Legolas thanked him with a tolerant smile, but he would not be so easily put off his guard.


“I wish I might have a word with him,” Gimli said, fingering his ceremonial axe.  “I have quite a bit to say about the virtues of the Elves, and many arguments which I have had occasion to use against my father and the old guard of Erebor.  But I suppose people like that will not be convinced by anything but their own experience.”


Lord Baldor was conspicuous by his absence.  Perhaps it was wise of him to avoid the King’s events altogether if he felt incapable of keeping quiet, especially in the compromising light of recent events.  No one missed him.


Wandering aimlessly across the green with his wife on his arm, Imrahil surveyed the crowd.  King Thranduil seemed to be enjoying an animated conversation with his northern neighbor, King Bard of Dale, and the Hobbits, Meriadoc and Peregrin.  Ivriniel and Beleg were speaking to Faramir and Éowyn, and the Dwarves were largely keeping their own company.  Children scampered across the grass wearing chains made of the first spring flowers.  Jugglers and acrobats plied their trade hoping to attract some lucrative attention, although Elessar had certainly already paid them for their services.  The King and Queen were graciously receiving every citizen who approached them even though it seemed the endeavor would occupy them long into the evening.

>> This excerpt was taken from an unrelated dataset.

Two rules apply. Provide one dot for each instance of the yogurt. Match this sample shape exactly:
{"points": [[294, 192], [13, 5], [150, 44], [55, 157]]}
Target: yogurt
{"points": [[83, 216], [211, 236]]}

“Come with me, my lord,” Nerdanel said, taking his hand and gently pulling him toward a lively game of rings which the Rohirrim had begun on the grass.  “Let us see if your arm is as good as it ever was.”




The event lasted all day and into the evening, a tedious social chore.  Despite the excellent food, Falathar was quite happy to retire at the earliest acceptable opportunity.  Erellont accompanied him, in a strangely wistful and melancholy mood.


“I saw you fawning over the Princess of Ithilien,” Falathar scolded him as they walked.  “In fact, I believe almost everyone saw you.”


“She is a very admirable lady,” Erellont protested.  


“This is no time for frivolous flirtations.  Surely you remember we are actually endeavoring to murder her husband.”


Erellont grimaced.  “I wish you would not remind me.”


“Now above all we must keep clear heads, and you will be the ruin of us all if you start clouding your mind with lust.  You must not be associated with them at all before we take action.”  Falathar smiled grimly.  “Baldor has positioned himself perfectly, the fool.  Did you hear that some of his compatriots actually dared to assault the Elvenking in the street last night?  The Queen is merely waiting for the slightest excuse to condemn him.  The right bloodshed at the right moment will be his ruin.”


Erellont again looked scandalized.  “You intend to waste the lives of these Elves to mask your purpose?”


“Our purpose,” Falathar corrected him, “and, yes.  It could not be a more perfect time.  There are masses of them here, and they have already been publicly threatened.  Whatever should befall them, Baldor will be suspected immediately.  Should Prince Faramir happen to come to harm, it will be merely a tragic accident.”


Erellont scoffed incredulously.  “Father, Elves have not been my study, but even I have seen enough to know that these are not benign scribes or musicians.  The Lasgalenath may seem peaceful now, but they are dangerous.  By all accounts, their king is ruthless.  Do not wake that beast.”


“You misjudge me, son,” Falathar said grimly.  “If I am to have my way, their celebrated king will never wake again.”